VoxForge
I have downoad Julius 4.1.5 and tried to use it to do dictation. The sample comes with a grammar while I am looking for using ngram language model. I create my lm using the tool mkbingram from a 3gram arpa format.
mkbingram -nlr mylm.arpa lmf2r3.bin
Acoustic model is download from voxforge julius nightly built.
When I run the julius for transcript my recording files
julius -C julian.jconf
>input file: myvoice.raw
I got "<s></s>", basically it does not recognize anything.
myvoice.raw is 8KHz big Eiden audio file.
Could anyone give me a direction where my problem is?
Thanks.
Here is my configuration file:
######################################################################
#### Files
######################################################################
##
## Grammar definition file (DFA and dictionary)
##
#### There are three ways to specify the grammar files.
#### (1) and (2) can be used multiple times.

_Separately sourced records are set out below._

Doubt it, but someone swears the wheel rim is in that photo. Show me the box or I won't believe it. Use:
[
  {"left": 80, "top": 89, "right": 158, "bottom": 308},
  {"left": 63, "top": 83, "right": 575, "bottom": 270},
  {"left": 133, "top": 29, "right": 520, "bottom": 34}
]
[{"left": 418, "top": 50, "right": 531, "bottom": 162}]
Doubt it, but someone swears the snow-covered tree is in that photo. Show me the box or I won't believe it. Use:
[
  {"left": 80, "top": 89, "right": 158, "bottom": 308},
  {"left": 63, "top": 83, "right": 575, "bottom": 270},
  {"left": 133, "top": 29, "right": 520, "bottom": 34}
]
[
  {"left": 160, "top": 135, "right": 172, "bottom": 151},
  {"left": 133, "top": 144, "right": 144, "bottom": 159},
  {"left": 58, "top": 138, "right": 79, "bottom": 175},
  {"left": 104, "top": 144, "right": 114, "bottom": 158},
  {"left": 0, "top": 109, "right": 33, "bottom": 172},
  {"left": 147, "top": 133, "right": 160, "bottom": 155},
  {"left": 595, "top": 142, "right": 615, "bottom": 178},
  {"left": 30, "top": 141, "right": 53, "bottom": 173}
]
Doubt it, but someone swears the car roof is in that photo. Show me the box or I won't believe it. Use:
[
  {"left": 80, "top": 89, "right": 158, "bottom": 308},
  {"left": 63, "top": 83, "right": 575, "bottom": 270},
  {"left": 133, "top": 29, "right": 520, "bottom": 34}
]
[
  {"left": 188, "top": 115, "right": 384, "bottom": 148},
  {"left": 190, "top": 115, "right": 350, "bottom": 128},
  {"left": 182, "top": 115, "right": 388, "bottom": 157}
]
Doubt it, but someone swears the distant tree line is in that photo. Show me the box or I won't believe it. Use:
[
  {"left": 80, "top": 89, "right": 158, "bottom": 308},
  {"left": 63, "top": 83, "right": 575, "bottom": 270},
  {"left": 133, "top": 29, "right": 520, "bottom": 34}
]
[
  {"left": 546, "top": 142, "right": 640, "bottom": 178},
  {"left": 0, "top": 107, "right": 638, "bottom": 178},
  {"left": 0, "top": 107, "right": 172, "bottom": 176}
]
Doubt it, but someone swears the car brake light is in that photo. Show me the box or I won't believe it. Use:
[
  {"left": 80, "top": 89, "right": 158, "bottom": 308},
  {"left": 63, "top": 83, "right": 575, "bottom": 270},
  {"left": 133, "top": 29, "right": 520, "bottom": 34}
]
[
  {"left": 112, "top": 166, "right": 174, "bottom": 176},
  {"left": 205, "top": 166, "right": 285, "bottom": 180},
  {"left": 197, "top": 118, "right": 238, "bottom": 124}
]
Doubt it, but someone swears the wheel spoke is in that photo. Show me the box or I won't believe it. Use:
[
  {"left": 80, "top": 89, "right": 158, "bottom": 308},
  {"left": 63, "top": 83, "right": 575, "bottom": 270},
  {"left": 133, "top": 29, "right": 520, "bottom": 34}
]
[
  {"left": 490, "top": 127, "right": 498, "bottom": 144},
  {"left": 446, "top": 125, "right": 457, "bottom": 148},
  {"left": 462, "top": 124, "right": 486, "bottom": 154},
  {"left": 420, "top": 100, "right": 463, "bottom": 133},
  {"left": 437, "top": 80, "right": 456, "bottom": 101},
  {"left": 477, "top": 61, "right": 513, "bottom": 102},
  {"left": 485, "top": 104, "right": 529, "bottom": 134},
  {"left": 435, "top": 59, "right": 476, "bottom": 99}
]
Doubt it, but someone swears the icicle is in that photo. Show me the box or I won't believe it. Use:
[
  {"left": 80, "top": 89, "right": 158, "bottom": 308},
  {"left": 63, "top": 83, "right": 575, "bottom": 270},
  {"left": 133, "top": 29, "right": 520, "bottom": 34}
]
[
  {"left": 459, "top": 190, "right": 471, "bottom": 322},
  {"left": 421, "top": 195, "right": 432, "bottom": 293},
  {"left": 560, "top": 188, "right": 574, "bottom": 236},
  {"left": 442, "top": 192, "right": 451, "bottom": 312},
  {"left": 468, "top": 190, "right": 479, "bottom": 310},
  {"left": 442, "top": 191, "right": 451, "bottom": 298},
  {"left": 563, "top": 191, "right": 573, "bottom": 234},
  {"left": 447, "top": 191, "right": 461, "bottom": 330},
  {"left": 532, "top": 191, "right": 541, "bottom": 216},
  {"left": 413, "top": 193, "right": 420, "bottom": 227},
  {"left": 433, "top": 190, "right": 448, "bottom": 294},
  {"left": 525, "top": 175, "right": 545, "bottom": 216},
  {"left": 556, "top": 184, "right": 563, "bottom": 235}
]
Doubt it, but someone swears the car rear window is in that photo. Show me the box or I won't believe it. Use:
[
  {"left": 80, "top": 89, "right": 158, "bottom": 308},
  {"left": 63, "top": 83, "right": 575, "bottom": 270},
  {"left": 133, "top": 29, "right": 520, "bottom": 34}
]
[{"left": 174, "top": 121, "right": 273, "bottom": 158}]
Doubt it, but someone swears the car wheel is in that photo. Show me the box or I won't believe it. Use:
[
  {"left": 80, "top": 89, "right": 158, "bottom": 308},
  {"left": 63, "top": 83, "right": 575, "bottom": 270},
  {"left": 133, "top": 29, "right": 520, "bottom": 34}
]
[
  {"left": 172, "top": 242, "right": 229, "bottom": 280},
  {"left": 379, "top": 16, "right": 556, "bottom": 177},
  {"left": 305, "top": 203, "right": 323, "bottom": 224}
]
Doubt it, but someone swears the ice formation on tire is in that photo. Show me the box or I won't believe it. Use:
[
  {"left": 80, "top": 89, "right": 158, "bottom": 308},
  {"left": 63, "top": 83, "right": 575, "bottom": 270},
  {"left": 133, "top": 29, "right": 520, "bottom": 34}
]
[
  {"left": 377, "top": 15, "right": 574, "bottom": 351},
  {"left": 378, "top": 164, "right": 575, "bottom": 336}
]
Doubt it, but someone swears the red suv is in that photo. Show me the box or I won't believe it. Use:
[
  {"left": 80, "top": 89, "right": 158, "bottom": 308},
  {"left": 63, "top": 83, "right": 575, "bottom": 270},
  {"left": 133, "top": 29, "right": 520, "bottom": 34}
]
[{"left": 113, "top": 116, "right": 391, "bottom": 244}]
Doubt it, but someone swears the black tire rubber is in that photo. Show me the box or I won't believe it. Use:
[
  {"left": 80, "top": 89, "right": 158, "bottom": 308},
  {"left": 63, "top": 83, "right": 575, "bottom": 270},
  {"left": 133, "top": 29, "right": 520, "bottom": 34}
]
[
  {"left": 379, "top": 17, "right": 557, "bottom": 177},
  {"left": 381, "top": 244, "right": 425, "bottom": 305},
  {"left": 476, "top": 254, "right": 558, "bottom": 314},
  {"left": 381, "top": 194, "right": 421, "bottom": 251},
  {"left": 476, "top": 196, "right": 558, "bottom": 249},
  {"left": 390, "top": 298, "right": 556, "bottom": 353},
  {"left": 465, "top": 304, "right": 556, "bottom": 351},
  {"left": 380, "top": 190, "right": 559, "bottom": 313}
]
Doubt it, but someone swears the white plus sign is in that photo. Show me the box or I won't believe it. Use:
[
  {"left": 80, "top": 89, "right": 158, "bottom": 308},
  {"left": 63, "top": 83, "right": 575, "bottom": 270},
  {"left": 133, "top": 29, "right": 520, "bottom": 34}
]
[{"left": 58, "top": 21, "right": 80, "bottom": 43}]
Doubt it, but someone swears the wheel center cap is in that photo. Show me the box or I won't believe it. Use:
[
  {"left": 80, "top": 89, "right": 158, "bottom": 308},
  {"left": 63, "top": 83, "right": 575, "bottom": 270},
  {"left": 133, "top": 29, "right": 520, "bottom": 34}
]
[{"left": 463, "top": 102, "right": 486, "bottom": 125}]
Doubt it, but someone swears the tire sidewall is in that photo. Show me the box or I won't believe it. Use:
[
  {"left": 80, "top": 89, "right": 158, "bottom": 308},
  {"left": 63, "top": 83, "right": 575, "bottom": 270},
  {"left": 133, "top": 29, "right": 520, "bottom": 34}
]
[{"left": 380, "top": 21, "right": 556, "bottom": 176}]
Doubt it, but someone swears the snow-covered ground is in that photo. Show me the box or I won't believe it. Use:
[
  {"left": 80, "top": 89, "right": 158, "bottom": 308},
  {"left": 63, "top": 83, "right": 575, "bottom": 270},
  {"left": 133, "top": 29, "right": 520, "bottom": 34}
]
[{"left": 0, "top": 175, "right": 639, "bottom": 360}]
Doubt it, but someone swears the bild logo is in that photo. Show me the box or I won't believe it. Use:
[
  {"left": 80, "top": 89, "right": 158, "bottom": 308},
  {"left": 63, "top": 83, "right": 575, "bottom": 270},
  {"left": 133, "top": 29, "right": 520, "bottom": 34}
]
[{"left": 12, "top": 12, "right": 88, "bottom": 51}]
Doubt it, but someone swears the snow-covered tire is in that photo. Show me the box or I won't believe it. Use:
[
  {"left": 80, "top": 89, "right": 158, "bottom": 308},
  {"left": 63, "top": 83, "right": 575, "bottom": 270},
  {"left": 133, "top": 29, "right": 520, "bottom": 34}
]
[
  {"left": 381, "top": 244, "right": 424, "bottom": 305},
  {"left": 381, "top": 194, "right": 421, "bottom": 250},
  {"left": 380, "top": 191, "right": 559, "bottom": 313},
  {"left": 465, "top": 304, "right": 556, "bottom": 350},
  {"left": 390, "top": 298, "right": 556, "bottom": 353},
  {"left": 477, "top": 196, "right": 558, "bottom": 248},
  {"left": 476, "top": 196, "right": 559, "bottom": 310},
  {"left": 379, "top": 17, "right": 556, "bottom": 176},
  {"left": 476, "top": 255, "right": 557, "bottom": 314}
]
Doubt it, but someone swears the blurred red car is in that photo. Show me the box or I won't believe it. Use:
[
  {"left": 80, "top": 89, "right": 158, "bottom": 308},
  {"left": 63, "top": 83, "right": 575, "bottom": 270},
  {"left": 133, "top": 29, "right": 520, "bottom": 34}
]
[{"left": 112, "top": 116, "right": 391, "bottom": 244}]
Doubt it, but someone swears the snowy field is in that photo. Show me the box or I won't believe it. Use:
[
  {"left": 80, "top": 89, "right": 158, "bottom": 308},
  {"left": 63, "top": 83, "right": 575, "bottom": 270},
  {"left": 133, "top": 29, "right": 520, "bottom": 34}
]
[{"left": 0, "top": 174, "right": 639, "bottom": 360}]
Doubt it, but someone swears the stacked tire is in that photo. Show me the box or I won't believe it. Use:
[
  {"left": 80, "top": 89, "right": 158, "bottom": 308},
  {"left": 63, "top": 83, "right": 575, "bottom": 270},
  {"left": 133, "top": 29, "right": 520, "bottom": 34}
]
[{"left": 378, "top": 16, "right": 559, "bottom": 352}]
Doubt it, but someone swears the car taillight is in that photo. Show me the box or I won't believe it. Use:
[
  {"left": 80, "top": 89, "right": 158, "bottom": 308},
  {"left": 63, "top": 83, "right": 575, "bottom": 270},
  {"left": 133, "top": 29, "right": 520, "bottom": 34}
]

#### (1) Specify by common prefix of .dfa and .dict files. Comma-separated
#### prefixes can be specified for multiple grammar recognition
#-gram /cdrom/testrun/sample_grammars/vfr/vfr
#### (2) Or you can give Julian a text file which contains list of grammar
#### prefixes one per line.
#-gramlist file
#### (3) Classic way to specify a grammar.
#-dfa grammar/sample.dfa
#-v grammar/sample.dict
-v /home/ubuntu/julius4/models/acoustic/dict
-d /home/ubuntu/julius4/models/language/lmf2r3.bin
#### If you want to clear previously specified grammars, use this at the
#### point.
#-nogram
##
## Acoustic HMM file
##
# support ascii hmmdefs or binary format (converted by "mkbinhmm")
# format (ascii/binary) will be automatically detected
-h models/acoustic/hmmdefs
## triphone model needs HMMList that maps logical triphone to physical ones.
-hlist models/acoustic/tiedlist
######################################################################
#### Multiple grammar recognition
######################################################################
#-multigramout # Output results for each grammar
######################################################################
#### Language Model
######################################################################
##
## word insertion penalty
##
-penalty1 5.0 # first pass
-penalty2 20.0 # second pass
######################################################################
#### Dictionary
######################################################################
##
## do not giveup startup on error words
##
#-forcedict
######################################################################
#### Acoustic Model
######################################################################
##
## Context-dependency handling will be enabled according to the model type.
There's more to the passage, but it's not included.